A vigilare sul rispetto del disciplinare produttivo è il Consorzio del prosciutto di Parma. E le norme perché le cosce stagionate possano fregiarsi del celebre marchio con la corona a cinque punte sono ferree.
A partire dal maiale, che può essere di tre razze, fra cui la Large White, allevato in 11 regioni italiane del centronord, nutrito solo a mais, orzo e siero di Parmigiano, avere più di 9 mesi e pesare almeno 150 kg. In più la coscia, dopo la macellazione, deve essere lavorata (dalla A alla Z) nella cosiddetta “zona tipica” corrispondente al quadrilatero predetto fino a un’altitudine di 900 metri slm.
Basta? Niente affatto, perché anche le fasi successive della lavorazione - dov’è tassativamente vietato l’utilizzo di qualsiasi tipo di conservante, colorante o aromatizzante - sono rigidamente codificate: e dopo l’isolamento (ovvero il controllo dei requisiti pre-macellazione del maiale) si passa al raffreddamento (la coscia fresca viene portata a 0°C ma assolutamente non congelata), alla rifilatura (la messa in forma mediante eliminazione di parte del grasso e della cotenna) e alla salagione.

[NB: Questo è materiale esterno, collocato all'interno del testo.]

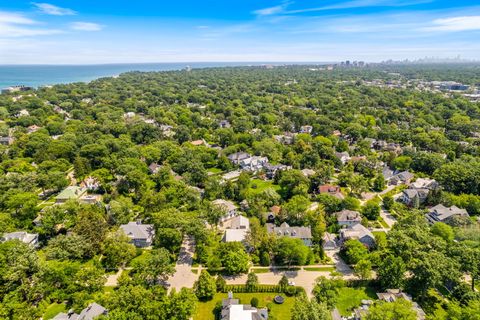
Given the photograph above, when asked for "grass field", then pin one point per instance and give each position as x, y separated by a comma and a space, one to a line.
53, 310
258, 186
278, 311
325, 269
350, 298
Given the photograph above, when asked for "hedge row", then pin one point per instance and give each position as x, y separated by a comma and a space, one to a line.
258, 288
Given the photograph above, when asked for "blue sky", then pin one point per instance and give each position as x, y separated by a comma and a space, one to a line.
115, 31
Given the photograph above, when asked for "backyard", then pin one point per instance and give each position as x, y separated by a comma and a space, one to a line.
349, 298
277, 312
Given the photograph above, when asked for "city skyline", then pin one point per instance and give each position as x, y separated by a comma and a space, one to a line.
66, 32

E qui si entra nel vivo dell’arte, perché le due fasi successive di salagione (la prima di 7, la seconda di 15-18 giorni) conferiranno al prosciutto il suo gusto inconfondibile. Eccoci al riposo (60- 80 giorni a temperatura controllata tra 1°C e 5°C), alla lavatura e asciugatura e alla pre-stagionatura, coi prosciutti appesi ad asciugare “in corrente” esposti alla salubre aria dell’Appennino. Seguono sugnatura (le parti prive di cotenna sono ricoperte di sugna, ovvero grasso di suino aromatizzato con sale, pepe ed eventualmente farina di riso), stagionatura (il prosciutto, ormai “settimino”, si trasferisce al fresco nelle cantine), e infine, trascorsi almeno 12 mesi dall’inizio del processo, il sondaggio (mediante un ago di osso di cavallo che esperti “annusatori” fiutano con arte) e la marchiatura a fuoco con la classica corona a cinque punte. Dopodiché Sua Maestà ha visto la luce, e la parola è ai gourmet.